The Guide's data reflects price changes after inflation, giving a more realistic picture than the more upbeat nominal figures usually preferred by real-estate agents.

The fact that housing markets are recovering in real terms is significant, as dramatic declines in property markets are typically followed by a period in which house prices are static in nominal terms, but decline in real terms.

However, the world seems polarised between the Asian economies - which are enjoying strong economic growth and high residential-property price rises (except in Thailand) - and Eastern Europe and the United Arab Emirates, where growth has stalled and property markets have crashed.

Even there, figures for the latest quarter offer hope.

The driver of world economic growth, the United States, appears to be in positive territory as well: its Q3 house-price changes were up nominally by 3.1 per cent, according to the Case-Schiller index, or up 1.2 per cent after inflation.

In nominal terms, the Case-Schiller index recorded an 8.9 per cent decline in the year to Q3, a marked improvement over the 14.7 per cent decline in the year to Q2, and the 19 per cent drop in year to Q1.

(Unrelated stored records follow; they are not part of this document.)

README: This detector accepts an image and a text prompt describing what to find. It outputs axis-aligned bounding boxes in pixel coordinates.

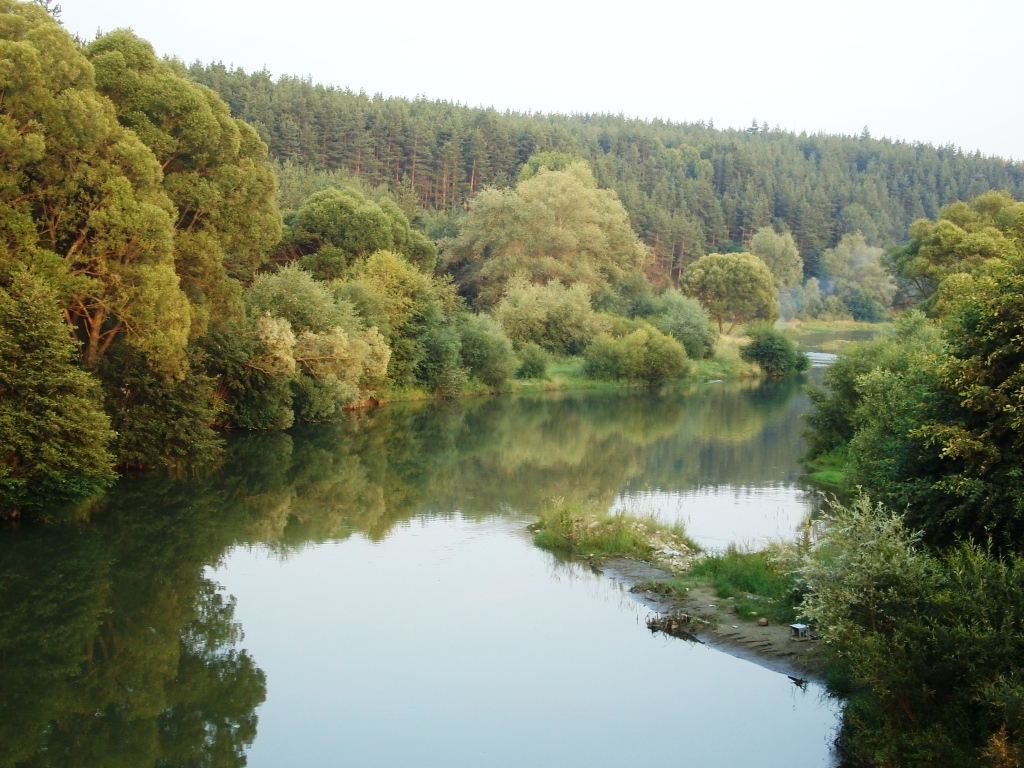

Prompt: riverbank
[527,504,820,682]
[595,558,821,682]
[345,334,761,411]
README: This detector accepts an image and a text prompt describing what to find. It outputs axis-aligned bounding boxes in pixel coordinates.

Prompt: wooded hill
[188,63,1024,278]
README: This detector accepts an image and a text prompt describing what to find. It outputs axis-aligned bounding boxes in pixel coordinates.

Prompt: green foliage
[0,269,114,517]
[98,344,221,470]
[494,280,599,354]
[346,251,465,394]
[189,58,1024,283]
[739,323,811,376]
[584,326,688,384]
[886,191,1024,310]
[806,311,945,457]
[683,253,778,333]
[516,341,551,379]
[444,162,646,308]
[750,226,804,291]
[677,546,801,624]
[530,503,691,560]
[802,497,1024,766]
[0,0,190,375]
[778,278,851,321]
[648,291,718,359]
[86,30,281,321]
[821,232,896,322]
[284,186,437,270]
[459,314,520,389]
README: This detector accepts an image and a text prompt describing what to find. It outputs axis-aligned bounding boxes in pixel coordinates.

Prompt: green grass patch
[687,336,759,381]
[782,321,893,336]
[635,548,800,624]
[804,445,849,489]
[529,503,699,560]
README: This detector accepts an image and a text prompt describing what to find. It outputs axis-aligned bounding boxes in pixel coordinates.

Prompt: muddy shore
[593,558,820,684]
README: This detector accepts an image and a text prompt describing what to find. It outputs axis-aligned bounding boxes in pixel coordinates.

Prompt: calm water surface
[0,354,837,768]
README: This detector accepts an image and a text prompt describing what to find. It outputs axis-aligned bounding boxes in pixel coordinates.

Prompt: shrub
[516,342,551,379]
[495,281,597,354]
[460,315,519,388]
[652,291,718,359]
[739,324,811,376]
[584,327,687,384]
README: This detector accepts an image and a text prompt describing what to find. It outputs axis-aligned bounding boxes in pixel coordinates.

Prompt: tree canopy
[683,253,778,333]
[446,161,645,308]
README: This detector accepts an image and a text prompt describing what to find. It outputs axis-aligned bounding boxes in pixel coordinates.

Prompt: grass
[529,503,699,560]
[805,445,848,489]
[783,319,892,335]
[635,547,800,624]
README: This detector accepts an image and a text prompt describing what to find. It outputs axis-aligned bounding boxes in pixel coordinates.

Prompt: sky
[60,0,1024,160]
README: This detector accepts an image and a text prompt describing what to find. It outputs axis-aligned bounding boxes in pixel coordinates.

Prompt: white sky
[61,0,1024,159]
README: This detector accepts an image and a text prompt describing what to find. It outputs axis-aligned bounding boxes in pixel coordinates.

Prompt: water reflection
[0,379,823,768]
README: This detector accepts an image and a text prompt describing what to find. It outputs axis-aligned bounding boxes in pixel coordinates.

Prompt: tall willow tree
[0,6,281,487]
[449,156,646,307]
[86,30,281,335]
[0,0,190,376]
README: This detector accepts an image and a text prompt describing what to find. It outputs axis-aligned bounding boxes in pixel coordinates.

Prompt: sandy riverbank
[594,558,818,681]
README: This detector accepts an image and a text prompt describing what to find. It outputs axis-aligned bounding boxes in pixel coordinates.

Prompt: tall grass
[686,547,800,624]
[530,503,699,560]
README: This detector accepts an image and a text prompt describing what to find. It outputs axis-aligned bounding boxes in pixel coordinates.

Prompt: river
[0,346,838,768]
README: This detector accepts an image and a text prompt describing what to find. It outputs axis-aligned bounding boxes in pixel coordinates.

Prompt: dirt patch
[595,558,819,684]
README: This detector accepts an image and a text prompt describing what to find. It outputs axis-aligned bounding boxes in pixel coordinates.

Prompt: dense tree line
[808,194,1024,766]
[188,63,1024,279]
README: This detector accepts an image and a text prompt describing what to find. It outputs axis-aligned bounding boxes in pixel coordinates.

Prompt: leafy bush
[802,497,1024,768]
[739,323,811,376]
[495,281,597,354]
[584,327,687,384]
[516,342,551,379]
[651,291,718,359]
[460,315,519,388]
[418,326,467,397]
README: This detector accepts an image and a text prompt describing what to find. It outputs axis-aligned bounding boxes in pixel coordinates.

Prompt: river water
[0,350,838,768]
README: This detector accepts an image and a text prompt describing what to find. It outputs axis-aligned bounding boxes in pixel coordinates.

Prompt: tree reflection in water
[0,379,815,768]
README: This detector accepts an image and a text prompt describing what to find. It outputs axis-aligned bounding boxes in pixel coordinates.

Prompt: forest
[188,63,1024,279]
[6,0,1024,766]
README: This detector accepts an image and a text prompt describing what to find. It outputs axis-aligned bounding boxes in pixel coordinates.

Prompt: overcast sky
[60,0,1024,159]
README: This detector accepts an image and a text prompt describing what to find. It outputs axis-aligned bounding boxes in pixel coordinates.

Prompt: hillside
[188,63,1024,278]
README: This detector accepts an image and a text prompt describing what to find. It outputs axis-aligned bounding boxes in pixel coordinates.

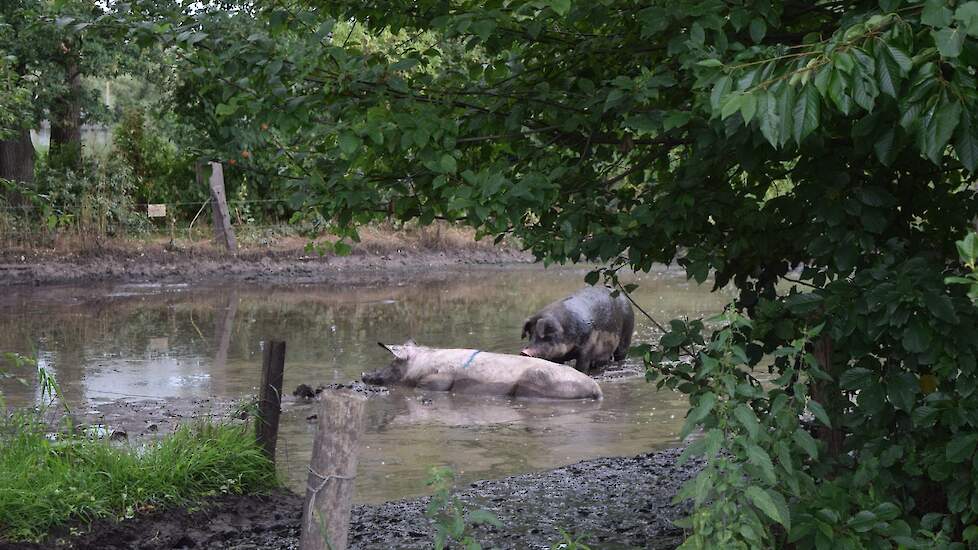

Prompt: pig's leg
[417,374,455,391]
[574,350,594,372]
[615,306,635,361]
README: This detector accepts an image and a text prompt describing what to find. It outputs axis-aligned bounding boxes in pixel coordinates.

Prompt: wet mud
[0,247,533,287]
[0,449,701,550]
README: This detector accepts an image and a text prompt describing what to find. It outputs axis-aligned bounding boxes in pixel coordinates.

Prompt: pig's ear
[537,318,561,336]
[377,342,409,360]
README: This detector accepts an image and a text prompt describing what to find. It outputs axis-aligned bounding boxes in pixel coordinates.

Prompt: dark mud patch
[0,247,533,286]
[292,380,391,402]
[0,449,701,550]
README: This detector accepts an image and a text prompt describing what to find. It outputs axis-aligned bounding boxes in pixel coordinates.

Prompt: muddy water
[0,267,728,502]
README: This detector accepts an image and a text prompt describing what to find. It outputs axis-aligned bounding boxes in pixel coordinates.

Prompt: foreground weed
[550,529,591,550]
[425,467,502,550]
[0,414,277,540]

Similar recoveries can also be seen elsewhere in the Asia-Pacific region.

Australia's housing markets were up 4.9 per cent year-on-year to Q3 this year. Darwin had the highest price increase among Australia's eight capital cities, followed by Melbourne and Canberra.

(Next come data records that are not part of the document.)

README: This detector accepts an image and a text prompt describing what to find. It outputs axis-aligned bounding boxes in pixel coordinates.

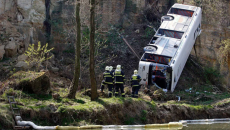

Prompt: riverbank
[0,89,230,128]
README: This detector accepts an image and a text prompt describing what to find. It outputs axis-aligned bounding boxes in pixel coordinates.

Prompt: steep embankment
[0,79,230,128]
[0,94,230,128]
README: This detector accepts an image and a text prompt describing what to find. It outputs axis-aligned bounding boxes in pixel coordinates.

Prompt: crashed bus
[138,3,202,92]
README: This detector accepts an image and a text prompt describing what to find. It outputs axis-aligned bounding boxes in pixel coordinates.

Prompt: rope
[117,32,140,59]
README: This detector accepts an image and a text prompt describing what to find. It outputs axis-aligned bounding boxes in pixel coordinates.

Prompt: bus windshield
[169,8,194,17]
[157,29,184,39]
[141,53,171,65]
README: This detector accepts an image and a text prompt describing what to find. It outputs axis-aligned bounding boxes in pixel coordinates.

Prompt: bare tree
[68,0,81,99]
[89,0,98,101]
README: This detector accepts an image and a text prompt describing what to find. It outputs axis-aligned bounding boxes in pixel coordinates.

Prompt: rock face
[18,54,28,61]
[5,38,17,57]
[0,45,5,61]
[13,71,50,95]
[15,61,29,69]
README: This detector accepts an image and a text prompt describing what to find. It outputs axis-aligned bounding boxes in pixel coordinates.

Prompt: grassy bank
[0,86,230,128]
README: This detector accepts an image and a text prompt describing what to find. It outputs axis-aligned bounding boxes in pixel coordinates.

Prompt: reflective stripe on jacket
[114,70,125,84]
[130,75,141,87]
[103,71,114,84]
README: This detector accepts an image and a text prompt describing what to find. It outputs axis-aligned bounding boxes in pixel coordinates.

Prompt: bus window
[157,29,184,39]
[141,53,171,65]
[169,8,194,17]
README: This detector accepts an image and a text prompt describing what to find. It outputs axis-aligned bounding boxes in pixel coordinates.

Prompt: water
[182,123,230,130]
[85,122,230,130]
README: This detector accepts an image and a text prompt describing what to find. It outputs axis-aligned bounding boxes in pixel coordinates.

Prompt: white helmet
[105,66,109,71]
[109,66,113,71]
[117,65,121,70]
[134,70,137,75]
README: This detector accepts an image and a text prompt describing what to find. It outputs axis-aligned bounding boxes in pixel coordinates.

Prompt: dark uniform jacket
[114,70,125,84]
[103,71,114,84]
[131,75,141,87]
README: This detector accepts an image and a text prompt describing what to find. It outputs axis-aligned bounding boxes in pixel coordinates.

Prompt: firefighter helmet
[134,70,137,75]
[105,66,109,71]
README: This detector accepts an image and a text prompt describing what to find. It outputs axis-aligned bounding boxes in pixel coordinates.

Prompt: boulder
[5,38,17,57]
[12,71,50,95]
[15,61,30,69]
[18,54,28,61]
[51,67,59,72]
[52,93,60,100]
[0,45,5,61]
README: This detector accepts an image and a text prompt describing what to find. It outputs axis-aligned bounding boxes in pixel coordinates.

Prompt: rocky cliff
[0,0,230,86]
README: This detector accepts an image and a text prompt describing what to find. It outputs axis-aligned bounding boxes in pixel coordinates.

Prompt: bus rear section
[139,52,172,90]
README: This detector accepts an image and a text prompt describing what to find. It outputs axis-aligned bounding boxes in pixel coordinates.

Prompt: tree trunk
[89,0,98,101]
[44,0,51,43]
[68,0,81,99]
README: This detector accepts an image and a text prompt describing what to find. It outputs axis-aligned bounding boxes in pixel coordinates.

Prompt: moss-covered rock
[5,71,50,95]
[0,103,14,129]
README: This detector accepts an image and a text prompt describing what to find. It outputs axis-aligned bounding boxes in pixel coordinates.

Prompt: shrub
[25,42,54,71]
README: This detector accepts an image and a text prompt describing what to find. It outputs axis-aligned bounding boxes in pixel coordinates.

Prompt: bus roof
[160,14,192,32]
[172,3,197,11]
[146,36,180,57]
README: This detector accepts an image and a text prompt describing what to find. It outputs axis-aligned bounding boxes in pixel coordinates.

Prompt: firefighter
[109,66,115,95]
[103,66,113,97]
[130,70,141,98]
[114,65,125,97]
[101,66,109,93]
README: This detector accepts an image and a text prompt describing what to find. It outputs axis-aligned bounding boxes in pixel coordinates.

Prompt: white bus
[138,3,202,92]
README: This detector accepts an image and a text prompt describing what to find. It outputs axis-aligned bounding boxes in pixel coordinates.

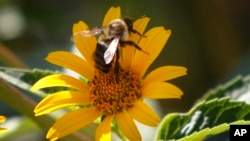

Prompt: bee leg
[115,49,120,83]
[130,29,146,37]
[120,40,149,55]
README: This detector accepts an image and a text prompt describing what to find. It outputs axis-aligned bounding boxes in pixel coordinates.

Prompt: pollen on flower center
[90,68,141,114]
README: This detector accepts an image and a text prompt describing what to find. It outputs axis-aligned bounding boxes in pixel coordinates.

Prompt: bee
[73,16,149,79]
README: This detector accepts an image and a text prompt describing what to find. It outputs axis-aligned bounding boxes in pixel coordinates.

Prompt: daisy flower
[31,7,187,141]
[0,115,7,134]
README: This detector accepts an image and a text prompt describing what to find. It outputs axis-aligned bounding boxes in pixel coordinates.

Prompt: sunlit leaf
[155,76,250,141]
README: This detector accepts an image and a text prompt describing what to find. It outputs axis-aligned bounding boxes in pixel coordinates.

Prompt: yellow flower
[32,7,187,141]
[0,115,7,134]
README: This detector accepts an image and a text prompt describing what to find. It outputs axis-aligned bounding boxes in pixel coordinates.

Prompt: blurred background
[0,0,250,140]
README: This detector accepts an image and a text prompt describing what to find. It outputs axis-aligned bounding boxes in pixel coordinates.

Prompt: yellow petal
[31,74,88,91]
[128,101,160,126]
[95,116,114,141]
[73,21,97,66]
[45,51,94,80]
[142,66,187,85]
[0,116,6,124]
[122,17,150,67]
[0,128,8,134]
[46,108,101,140]
[132,27,171,77]
[0,115,8,134]
[34,91,91,116]
[116,110,141,141]
[142,82,183,99]
[102,7,121,26]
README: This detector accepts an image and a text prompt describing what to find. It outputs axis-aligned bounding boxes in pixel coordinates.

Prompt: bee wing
[104,38,120,64]
[73,27,103,39]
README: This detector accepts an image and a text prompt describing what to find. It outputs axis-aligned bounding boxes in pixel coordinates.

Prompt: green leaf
[156,98,250,140]
[199,75,250,103]
[0,67,73,97]
[155,76,250,141]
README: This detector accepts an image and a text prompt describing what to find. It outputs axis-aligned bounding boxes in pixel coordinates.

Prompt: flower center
[90,68,141,114]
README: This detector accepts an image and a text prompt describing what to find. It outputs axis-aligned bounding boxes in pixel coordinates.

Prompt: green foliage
[155,76,250,141]
[0,67,72,96]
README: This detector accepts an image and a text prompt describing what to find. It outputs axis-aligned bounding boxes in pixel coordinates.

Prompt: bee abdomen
[94,43,113,73]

The upsurge appears to have been partly fuelled by a genuine housing supply shortage. Key interest rates in Australia are now on the rise.

New Zealand experienced a more modest increase of 2 per cent over the year to Q3 this year. Median sales prices in New Zealand are now back at levels seen in the middle of last year.

Hong Kong's housing market, meanwhile, has entered a phase of irrational exuberance.

House prices there rose by 3.1 per cent over the year to Q3, a significant improvement from the 7 per cent year-on-year decline ending Q2. In the three months to September, house prices jumped 11.1 per cent.

Britain, Canada, Germany, and South Africa have seen increases in the third quarter, after declines in every quarter since last year.

In Britain, house prices were up 3.4 per cent in the third quarter, according to Nationwide, and 2.1 per cent, according to the Land Registry. In fact, British house prices have been rallying since May.

Canada, Germany and South Africa saw modest increases of less than 1 per cent in Q3.

Meanwhile, investors in Dubai, UAE, have something to be optimistic about: Dubai's nominal house-price index increased 7 per cent in the third quarter, a significant improvement from an 8 per cent fall in Q2.

As for the Singapore market, some say prices may have already peaked. Mr Donald Han, managing director of real-estate brokers Cushman & Wakefield, noted that mass-market prices are already hovering at peak levels, aided by active pick-up in residential activity for the mid to low-end properties.

Sell-out launches of private condos The Caspian near Jurong Lake and Alexis near Queenstown MRT station in Q1 show that confidence and liquidity have returned to the marketplace.

"But Q3 prices have gone up too fast, in too short a time," he warned. "The steep V-shaped recovery cannot be sustained. The market needs a breather."

To cool the real-estate market, the Government scrapped interest-only housing loans and the interest-absorption scheme in September.

Earlier this week, the Housing Board announced that it expects to offer between 10,000 and 12,000 flats every year over the next five years to meet growing demand.

More government land will also be released for development.

This is why PropNex's chief executive, Mr Mohamed Ismail, expects housing demand and price increases to continue "in a subdued manner" of 2-3 per cent in the next two quarters.

But there could be more buzz for luxury properties priced above $2,200 psf.

Said Mr Han: "Top-end prices can go up by 25 per cent, as high-end investors look for bargains in Districts 9, 10, 11, Sentosa Cove and the Marina Bay areas."

He also expects prices to climb 11 per cent for high-end units (priced between $1,500 and $2,000 psf) and 7 per cent for mid-tier ones.